March 2, 2009 — “Animal Spirits” authors George Akerlof and Bob Shiller at the Greater Washington Board of Trade


More than 50 local executives tonight joined world-class economists George Akerlof and Robert Shiller, co-authors of the book “Animal Spirits: How Human Psychology Drives the Economy, and Why it Matters for Global Capitalism.” The professors were invited to share their insights and ideas on the economy at the Greater Washington Board of Trade (pictured here with BOT president and CEO Jim Dinegar and Perry Hooks). Afterward they responded to questions about their forecasts on the future of the economy.

About the Authors: Akerlof is the Daniel E. Koshland Sr. Distinguished Professor of Economics at the University of California, Berkeley. He was awarded the 2001 Nobel Prize for Economics. Shiller is the best-selling author of “Irrational Exuberance” and “The Subprime Solution.” He is the Arthur M. Okun Professor of Economics at Yale University and the co-creator of the Case-Shiller index.

About the Book: The global financial crisis has made it painfully clear that powerful psychological forces are imperiling the wealth of nations today. From blind faith in ever-rising housing prices to plummeting confidence in capital markets, “animal spirits” are driving financial events worldwide. In this book, acclaimed economists George Akerlof and Robert Shiller challenge the economic wisdom that got us into this mess, and put forward a bold new vision that will transform economics and restore prosperity.

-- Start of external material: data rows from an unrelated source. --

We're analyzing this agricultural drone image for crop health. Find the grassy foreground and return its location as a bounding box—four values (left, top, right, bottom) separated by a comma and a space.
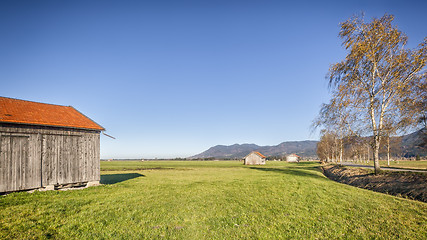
0, 161, 427, 239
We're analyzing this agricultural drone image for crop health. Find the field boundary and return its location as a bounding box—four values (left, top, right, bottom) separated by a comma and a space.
321, 165, 427, 202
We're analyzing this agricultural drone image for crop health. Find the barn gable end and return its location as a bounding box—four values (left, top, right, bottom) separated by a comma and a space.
0, 97, 104, 192
245, 152, 266, 165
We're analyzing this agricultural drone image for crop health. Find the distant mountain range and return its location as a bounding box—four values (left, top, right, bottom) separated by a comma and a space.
189, 128, 427, 159
190, 140, 318, 159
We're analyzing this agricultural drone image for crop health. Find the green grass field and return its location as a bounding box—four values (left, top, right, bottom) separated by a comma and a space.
0, 161, 427, 239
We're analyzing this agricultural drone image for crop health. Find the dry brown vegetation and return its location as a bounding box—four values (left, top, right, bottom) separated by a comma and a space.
322, 165, 427, 202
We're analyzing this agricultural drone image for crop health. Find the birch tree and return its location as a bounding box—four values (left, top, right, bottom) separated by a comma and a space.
328, 14, 427, 173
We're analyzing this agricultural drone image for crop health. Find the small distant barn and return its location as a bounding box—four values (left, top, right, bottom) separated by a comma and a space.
286, 154, 300, 162
0, 97, 105, 192
245, 152, 265, 165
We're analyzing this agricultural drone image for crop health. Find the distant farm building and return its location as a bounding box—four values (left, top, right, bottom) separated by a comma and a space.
286, 154, 300, 162
245, 152, 265, 165
0, 97, 104, 192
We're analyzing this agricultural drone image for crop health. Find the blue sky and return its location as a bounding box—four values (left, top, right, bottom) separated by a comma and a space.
0, 0, 427, 158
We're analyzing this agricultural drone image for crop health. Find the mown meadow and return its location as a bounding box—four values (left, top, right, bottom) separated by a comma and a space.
0, 161, 427, 239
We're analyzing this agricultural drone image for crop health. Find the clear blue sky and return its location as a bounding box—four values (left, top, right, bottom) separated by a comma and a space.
0, 0, 427, 158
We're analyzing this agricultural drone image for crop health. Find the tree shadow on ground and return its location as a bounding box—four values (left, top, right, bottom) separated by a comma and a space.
100, 173, 145, 184
249, 167, 324, 178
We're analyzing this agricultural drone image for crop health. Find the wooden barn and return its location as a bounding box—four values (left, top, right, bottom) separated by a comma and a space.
0, 97, 105, 192
245, 152, 265, 165
286, 154, 300, 162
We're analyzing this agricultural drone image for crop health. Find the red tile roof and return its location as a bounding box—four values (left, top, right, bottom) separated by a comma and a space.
254, 152, 265, 158
0, 97, 105, 131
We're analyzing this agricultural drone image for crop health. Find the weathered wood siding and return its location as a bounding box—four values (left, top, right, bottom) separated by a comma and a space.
245, 153, 265, 165
0, 124, 100, 192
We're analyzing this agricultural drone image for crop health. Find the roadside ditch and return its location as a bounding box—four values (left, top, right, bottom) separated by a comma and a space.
322, 165, 427, 202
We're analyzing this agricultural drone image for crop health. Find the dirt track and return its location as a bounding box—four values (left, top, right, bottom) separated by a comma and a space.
322, 165, 427, 202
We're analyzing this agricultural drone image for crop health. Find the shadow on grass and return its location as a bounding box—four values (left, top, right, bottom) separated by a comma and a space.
100, 173, 145, 184
250, 167, 323, 178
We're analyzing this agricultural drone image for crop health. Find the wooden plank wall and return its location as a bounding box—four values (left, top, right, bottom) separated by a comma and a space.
0, 125, 100, 192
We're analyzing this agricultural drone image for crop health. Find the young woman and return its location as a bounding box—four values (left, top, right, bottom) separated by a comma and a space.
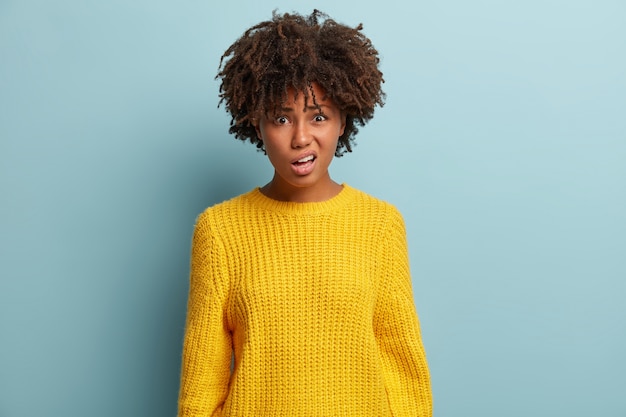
179, 11, 432, 417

Akerlof and Shiller reassert the necessity of an active government role in economic policymaking by recovering the idea of animal spirits, a term John Maynard Keynes used to describe the gloom and despondence that led to the Great Depression and the changing psychology that accompanied recovery.

Like Keynes, Akerlof and Shiller know that managing these animal spirits requires the steady hand of government—simply allowing markets to work won’t do it. In rebuilding the case for a more robust, behaviorally informed Keynesianism, they detail the most pervasive effects of animal spirits in contemporary economic life—such as confidence, fear, bad faith, corruption, a concern for fairness, and the stories we tell ourselves about our economic fortunes—and show how Reaganomics, Thatcherism, and the rational expectations revolution failed to account for them.

Animal Spirits offers a road map for reversing the financial misfortunes besetting us today. Read it and learn how leaders can channel animal spirits—the powerful forces of human psychology that are afoot in the world economy today.